One of the unfortunate things about my day job is that I have to manage a server running cPanel. Some folks insist on cPanel because it has all these fancy gewgaws, features, widgets, and the like. However, once you start trying to manage a server running cPanel for more than a few trivial web sites, you start to discover just how terribly engineered it is, and it has absolutely no excuse for that. One particular feature I recently tripped over hard is cphulkd, which is cPanel’s answer to brute force detection.
Now, the notion of detecting brute force attacks is a good one. I have no issues with that at all, and, in fact, it’s a very good thing to be operating on a server. However, cphulkd has some serious design flaws. This is best illustrated by anecdote.
Today, I received a report from a customer that their web site was showing the dreaded “Internal Server Error” page. Because I have PHP configured to use suPHP (for good reason which I won’t get into here), every request to a PHP page will spawn a PHP interpreter process. When too many of those are spawned, the internal server error appears. This is actually a good thing because it prevents a runaway web site form totally exhausting server resources in most cases. However, in this case, I could see that the PHP processes were spawning as desired but they were not exiting. Also, the load average on the system was through the roof. (It took almost 10 minutes to actually log in.)
The first thing I did was kill off the PHP processes. Sometimes it’s just a case of the system getting hit hard and then thrashing itself to death trying to recover when the load goes back to normal. That did seem to help some, but not nearly as much as it should have. (The load average went from 40 to 20 and response was still slow.) That meant there had to be something else going on. However, the server was so slow to respond that I did something that Unix types rarely do. I rebooted it. In a thrashing situation, that can be the best solution because it clears any state that might be exacerbating the problem and the time during which the server is offline during the reboot can cause traffic to abate somewhat.
The reboot seemed to help for a while. However, as I usually do in these situations, I watched the load for a while using the trusty top command. After a while, I saw the load slowly creeping upward. But I also noticed that the process running the system the hardest was mysql. I looked around in mysql and found that there was this cphulk stuff going on there. It was making fairly regular queries of one sort or another.

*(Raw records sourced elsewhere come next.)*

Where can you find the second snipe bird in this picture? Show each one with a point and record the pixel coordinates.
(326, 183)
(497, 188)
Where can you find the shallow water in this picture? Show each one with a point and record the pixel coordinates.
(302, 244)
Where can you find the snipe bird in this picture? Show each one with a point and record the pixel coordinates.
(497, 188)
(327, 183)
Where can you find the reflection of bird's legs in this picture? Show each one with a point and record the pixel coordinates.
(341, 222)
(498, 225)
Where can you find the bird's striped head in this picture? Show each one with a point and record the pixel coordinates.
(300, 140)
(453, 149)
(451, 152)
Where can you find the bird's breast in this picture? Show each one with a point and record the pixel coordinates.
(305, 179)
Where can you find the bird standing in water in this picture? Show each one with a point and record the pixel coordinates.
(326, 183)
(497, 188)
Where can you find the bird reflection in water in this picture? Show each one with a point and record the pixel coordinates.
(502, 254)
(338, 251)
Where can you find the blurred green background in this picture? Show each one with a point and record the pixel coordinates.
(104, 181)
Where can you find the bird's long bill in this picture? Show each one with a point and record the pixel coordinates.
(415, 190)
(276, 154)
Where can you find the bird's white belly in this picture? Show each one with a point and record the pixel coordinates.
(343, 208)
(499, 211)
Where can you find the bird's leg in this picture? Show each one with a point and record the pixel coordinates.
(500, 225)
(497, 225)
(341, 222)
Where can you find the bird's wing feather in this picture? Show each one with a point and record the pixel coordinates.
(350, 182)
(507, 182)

Often enough that “show processlist” would show them. “Aha!” I thought. It looked like I had a smoking gun.
I poked around a bit and realized that this was the brute force protection gimmick in cPanel. But why was it using mysql to store its state? I can think of less efficient ways to do it, but not many. I mean, something like that is going to get hit many times per second when an actual attack is going on. Why use something that inefficient to store its state? So, I decided to disable cphulkd and see what happened.
Meanwhile, the load average had crept back up to the 20 range and the WHM interface in cPanel wasn’t responding. No worries. I broke out my trusy google-fu and discovered how to disable cphulkd on the command line. (It’s not as obvious as it ought to be, but there you go.) Within seconds of stopping cphulkd, the load average on the server dropped from 20 to around 1. With a single brute force probe from a single IP address going on (I checked the logs), cphulkd was using almost 100% of the server’s resources. Meanwhile, with cphulkd disabled, SSHD was happily rejecting bad logins at the rate of many per second without the server even noticing the resource usage.
Now, remember when I said that brute force protection is a good thing? I didn’t want to leave the server without it so I did some research. I found an alterate system for doing the same thing which had a cPanel interface and installed it. I did a bit of testing, configured it. Once I enabled it fully, it blocked the brute force attack almost instantly. Meanwhile, the server load has barely gotten as high as 1.
Here’s the thing. This server has never been this responsive. Ever. Sure, it’s a virtual server and you expect that to be less efficient, but the slowness could not be accounted for by resource contention between virtual servers. For one, other virtual servers on the same physical server, with fewer resources allocated to them, were performing substantially better. So now I know why cPanel was performing so abysmally. It was all down to one service that was so horribly designed that it brought the entire server to its knees simply due to the internet background radiation.
There are other aspects of cPanel that are dreadfully designed, but I think cphulkd is probably the absolute worst of the lot.